Henry L. Dexter, El Paso settler, was born in Vandalia, Illinois, on September 2, 1823. Papers admitting him to the United States Military Academy were signed by O. N. McCurdy as guardian. He was admitted on July 1, 1842, and dismissed the following January 20 for deficiency in his studies. After leaving the academy he roamed the world as an able seaman until 1849, when he headed west with the gold rush. At Santa Fe, New Mexico, he changed his mind and turned toward the El Paso area, where he arrived in 1850. In 1855 he purchased the property known as Frontera, eight miles above El Paso del Norte; he served briefly as a customs inspector there and moved back to Ysleta later that year.
In his thirteen years on the border, mostly at Ysleta, Dexter held a number of appointive and elective offices, such as justice of the peace, postmaster, customs collector, tax assessor-collector, and county judge. He established a mercantile business, speculated in local grains, and served as a newspaper correspondent and town physician. He related his experiences on the border in a series of letters to his sister Mary Roundy, the only one in the family who would correspond with him. These letters, thirty in number, were returned to El Paso when a collateral relative, Charles J. Mapel, moved to the city, and they became the basis of a seventeen-part series published in the El Paso Times. One letter, written on the back of a rare edition of the Mesilla Times while Confederate forces controlled southern New Mexico, is now in the Museum of New Mexico.
In 1861 Dexter was appointed justice of the peace in Mesilla and became increasingly outspoken in his hatred of the policies of the federal government.

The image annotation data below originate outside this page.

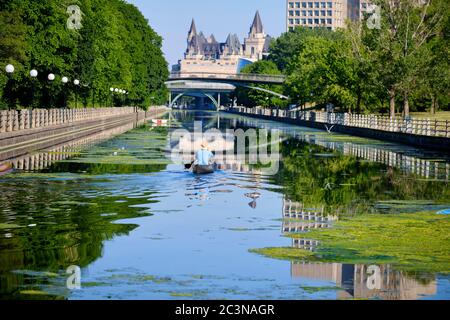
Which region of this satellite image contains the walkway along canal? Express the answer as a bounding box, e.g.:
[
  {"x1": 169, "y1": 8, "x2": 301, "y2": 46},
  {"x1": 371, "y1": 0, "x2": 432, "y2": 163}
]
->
[
  {"x1": 0, "y1": 111, "x2": 450, "y2": 299},
  {"x1": 227, "y1": 107, "x2": 450, "y2": 152}
]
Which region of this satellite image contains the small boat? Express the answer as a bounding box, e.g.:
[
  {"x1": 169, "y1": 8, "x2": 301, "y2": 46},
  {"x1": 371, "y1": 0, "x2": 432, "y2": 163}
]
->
[
  {"x1": 192, "y1": 164, "x2": 214, "y2": 174},
  {"x1": 152, "y1": 119, "x2": 169, "y2": 126}
]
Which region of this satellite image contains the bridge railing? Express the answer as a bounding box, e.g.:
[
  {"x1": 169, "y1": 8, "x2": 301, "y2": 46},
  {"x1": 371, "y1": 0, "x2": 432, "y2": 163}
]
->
[
  {"x1": 169, "y1": 72, "x2": 286, "y2": 83},
  {"x1": 229, "y1": 107, "x2": 450, "y2": 138},
  {"x1": 0, "y1": 107, "x2": 169, "y2": 134}
]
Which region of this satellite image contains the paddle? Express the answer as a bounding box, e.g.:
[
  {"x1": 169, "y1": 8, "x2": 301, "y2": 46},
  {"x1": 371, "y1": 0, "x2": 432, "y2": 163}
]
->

He fled the El Paso area in 1862 with a price on his head, and some of his properties were eventually confiscated by the carpetbagger government after the war. He had married María Soledad Luján, a native of Mexico, on January 1, 1859, but abandoned her when he left the border region.
After the Civil War Dexter lived in Guaymas and lower California, though he occasionally returned to the United States for brief visits. For a short time he lived in San Antonio. His last letter was written from the steamer Continental in the Gulf of California on December 27, 1869. He wrote that he expected to reach Guaymas the following day and that he planned to remain there, but he also said that he had become ill with a severe cold. He may not have recovered. A photograph of Dexter taken from a daguerreotype hangs in the El Paso County Courthouse, in a gallery of past county judges.